In the digital sphere, works produced by Creatives are more likely to be infringed upon, especially as the internet is a borderless jurisdiction that is slippery in terms of control and management. However, Creatives still need to ensure that they take active and visible steps to authenticate their works to establish prima facie evidence of ownership. These steps include:

  1. Registration of the work with relevant authorities like the Nigerian Copyright Commission, Trademarks, Patents and Designs Registry, NOTAP, among others.
  2. Using digital rights management tools like:
  3. Digital watermark: This is most effective for photographers and videographers.
  4. Timestamp: This is equally effective for photographers and videographers. The essence is to prove the state of a content at a given time.
  5. Labeling with the relevant IP notice, for example, © for Copyright, and ™ or ® for Trademarks.
  6. Using a Digital Object Identifier (DOI). The DOI is a tag assigned to works created in a digital form for use on the internet.


The understanding of IP in the creative industry will help Creatives to protect their IP at all costs. For example, the need for non-disclosure agreements with clients when pitching confidential presentations, transfer or assignment of IP rights upon the execution of mutually acceptable terms; relevant IP clauses in freelance agreements, employment contracts, or other kinds of agreements. All these issues are a plethora of others are matters that can easily be handled given specialist legal advice by an IP specialist. Eventually, in a situation where there are claims of infringement, the IP Professional would be in the best position to address the best steps to be taken to ensure adequate compensation.
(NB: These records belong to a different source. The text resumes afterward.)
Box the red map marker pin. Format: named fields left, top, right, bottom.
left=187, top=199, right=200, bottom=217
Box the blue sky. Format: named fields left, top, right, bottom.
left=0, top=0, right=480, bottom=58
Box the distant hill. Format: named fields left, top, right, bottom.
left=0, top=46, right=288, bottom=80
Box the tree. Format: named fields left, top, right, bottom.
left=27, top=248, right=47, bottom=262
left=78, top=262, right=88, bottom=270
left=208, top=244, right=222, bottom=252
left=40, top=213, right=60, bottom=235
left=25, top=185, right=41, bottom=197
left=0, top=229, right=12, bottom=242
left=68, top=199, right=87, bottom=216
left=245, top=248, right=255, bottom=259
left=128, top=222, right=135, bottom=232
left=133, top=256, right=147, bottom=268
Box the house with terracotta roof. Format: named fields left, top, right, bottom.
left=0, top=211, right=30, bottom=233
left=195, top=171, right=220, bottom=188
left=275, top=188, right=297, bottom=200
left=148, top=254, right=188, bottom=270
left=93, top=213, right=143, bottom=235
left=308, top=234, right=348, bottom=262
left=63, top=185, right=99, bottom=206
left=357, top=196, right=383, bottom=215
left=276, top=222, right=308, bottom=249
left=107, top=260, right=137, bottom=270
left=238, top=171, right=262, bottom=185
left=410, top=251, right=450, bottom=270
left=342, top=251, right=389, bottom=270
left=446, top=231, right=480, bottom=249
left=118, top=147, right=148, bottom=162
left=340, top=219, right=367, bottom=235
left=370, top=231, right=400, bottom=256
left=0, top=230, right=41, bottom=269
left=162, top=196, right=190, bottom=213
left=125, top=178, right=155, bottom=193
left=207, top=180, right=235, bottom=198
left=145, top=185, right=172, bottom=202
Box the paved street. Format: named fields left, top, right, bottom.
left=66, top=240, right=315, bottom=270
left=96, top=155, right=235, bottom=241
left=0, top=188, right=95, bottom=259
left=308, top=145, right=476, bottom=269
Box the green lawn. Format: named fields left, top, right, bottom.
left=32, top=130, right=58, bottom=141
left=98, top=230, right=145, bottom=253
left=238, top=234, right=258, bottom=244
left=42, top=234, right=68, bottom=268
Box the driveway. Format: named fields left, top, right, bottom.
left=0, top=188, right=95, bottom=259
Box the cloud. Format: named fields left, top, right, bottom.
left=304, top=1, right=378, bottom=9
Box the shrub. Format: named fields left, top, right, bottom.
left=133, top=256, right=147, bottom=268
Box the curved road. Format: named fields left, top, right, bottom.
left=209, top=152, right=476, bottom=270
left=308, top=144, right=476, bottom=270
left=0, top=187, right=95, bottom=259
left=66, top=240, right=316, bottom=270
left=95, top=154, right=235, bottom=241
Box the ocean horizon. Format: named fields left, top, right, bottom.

All in all, an IP lawyer is, and should be, the Creative’s best friend and business partner.


[1] accessed on 22nd June 2021 at 1:20 pm

[2] Cap C28, LFN 2004

[3] Section 34 of the Copyright Act.

[4] Cap P2, LFN 2004

[5] Cap P2, LFN 2004

[6] Cap M.10, LFN 2004

[7] Cap T12, LFN 2004

[8] Cap N.62, LFN 2004

Categories: OUR TABLOIDS


Ejeh Sunday · July 17, 2021 at 2:04 am

Well written paper on Intellectual property. Grace Kalu Esq. is a Genius

    Joy Imhoitsike · July 19, 2021 at 12:47 am

    It’s the simplicity for me. Well-done Grace. Thank you for breaking it down this way.

      Osariemen Gift Okoruwa · July 22, 2021 at 12:00 pm

      Well penned and insightful.

Nwagbo favour · July 17, 2021 at 7:43 am

Learn a a lot from this work, well done Grace Kalu Esq.